Once a complication is discovered and sugammadex is ordered, mixed (5 to 8 vials or so for a 16 mg/kg dose), and administered, that 2.7-minute difference is gone, and succinylcholine would have worn off on its own. The better question is: what is a situation where rocuronium must be reversed in a critical airway patient setting?
I am no expert in airway management; I am simply the pharmacist at the bedside. But if patients need an airway, and you reverse the rocuronium paralysis, they still need an airway. Supraglottic airways or cricothyroidotomy procedures may benefit from lingering paralysis.
So, where does sugammadex fit into clinical practice? In critical airway management, perhaps its role is not as great as we once thought.

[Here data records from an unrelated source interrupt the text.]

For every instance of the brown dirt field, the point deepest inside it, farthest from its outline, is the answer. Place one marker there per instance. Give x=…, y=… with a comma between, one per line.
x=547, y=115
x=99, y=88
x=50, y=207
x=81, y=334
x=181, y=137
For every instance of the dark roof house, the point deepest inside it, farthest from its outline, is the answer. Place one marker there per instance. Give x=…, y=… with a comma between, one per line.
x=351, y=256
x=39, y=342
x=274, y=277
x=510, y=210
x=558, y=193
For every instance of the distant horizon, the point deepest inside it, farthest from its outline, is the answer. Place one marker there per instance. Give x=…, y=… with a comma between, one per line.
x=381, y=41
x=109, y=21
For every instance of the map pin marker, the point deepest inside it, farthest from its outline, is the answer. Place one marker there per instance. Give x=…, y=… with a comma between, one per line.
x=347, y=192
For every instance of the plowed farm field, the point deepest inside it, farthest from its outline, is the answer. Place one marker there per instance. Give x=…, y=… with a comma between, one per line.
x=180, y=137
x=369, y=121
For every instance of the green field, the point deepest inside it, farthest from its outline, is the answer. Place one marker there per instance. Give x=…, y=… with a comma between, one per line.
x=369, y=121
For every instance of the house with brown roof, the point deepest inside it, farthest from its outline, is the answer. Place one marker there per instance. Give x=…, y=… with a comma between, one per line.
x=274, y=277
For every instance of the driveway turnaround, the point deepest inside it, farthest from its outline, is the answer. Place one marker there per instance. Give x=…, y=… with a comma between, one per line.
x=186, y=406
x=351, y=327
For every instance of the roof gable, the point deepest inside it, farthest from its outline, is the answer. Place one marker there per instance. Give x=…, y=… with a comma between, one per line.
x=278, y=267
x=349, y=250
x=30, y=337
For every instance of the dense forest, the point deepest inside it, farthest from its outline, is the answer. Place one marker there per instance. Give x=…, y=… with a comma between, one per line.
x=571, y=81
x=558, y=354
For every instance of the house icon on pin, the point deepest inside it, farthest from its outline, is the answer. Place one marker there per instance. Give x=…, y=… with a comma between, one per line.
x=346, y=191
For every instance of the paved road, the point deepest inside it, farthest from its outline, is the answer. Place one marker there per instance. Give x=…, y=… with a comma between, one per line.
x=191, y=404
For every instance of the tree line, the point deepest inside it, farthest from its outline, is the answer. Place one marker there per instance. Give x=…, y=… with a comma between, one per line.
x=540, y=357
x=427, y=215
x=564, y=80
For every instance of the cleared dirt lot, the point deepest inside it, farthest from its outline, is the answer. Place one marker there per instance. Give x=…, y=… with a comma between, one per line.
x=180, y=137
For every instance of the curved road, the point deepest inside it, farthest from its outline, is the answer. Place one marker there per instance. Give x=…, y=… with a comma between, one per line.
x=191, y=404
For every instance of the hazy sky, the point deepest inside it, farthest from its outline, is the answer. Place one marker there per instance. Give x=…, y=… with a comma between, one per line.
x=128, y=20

One potential niche for emergency department folks would be in patients who require a neuromuscular exam, such as stroke or traumatic brain injury patients. In this setting, the ability to regain the exam rapidly could be a good use for sugammadex.
There is more to the argument. While the aforementioned study used train of 4 analysis for a marker of neuromuscular function recovery, patient-oriented outcomes (shorter vent time, mortality) have not been studied. Sugammadex may be just another expensive drug with nothing but surrogate markers to go on.
Since sugammadex may accumulate because it is cleared by the kidneys, this could mean an attempt at re-paralysis with rocuronium or vecuronium would not be effective or reduce efficacy in patients with a glomerular filtration rate <30. A recent Resus.ME blog post pointed out a published case where this occurred.
Then, there are the allergic reactions that have been reported in the literature, which formed the possible culprit for the FDA’s reluctance to approve sugammadex.
The problem with sugammadex is the same as Praxbind and Kcentra: it is hard to justify not having the drug on hand. The cases where it might help a patient are probably rare, but it would still be a nice drug to have for those situations.
Controlling widespread use of sugammadex will be a challenge. I am certain that operating room staff will request it with the same argument as intravenous (IV) acetaminophen: it will shorten post-anesthesia care unit times and get patients out faster. For IV acetaminophen, that argument hasn’t been supported, and cost has been a significant issue.
And so, the story of sugammadex continues to unfold.
I would love to hear the experiences of colleagues from other parts of the world where this drug has been available.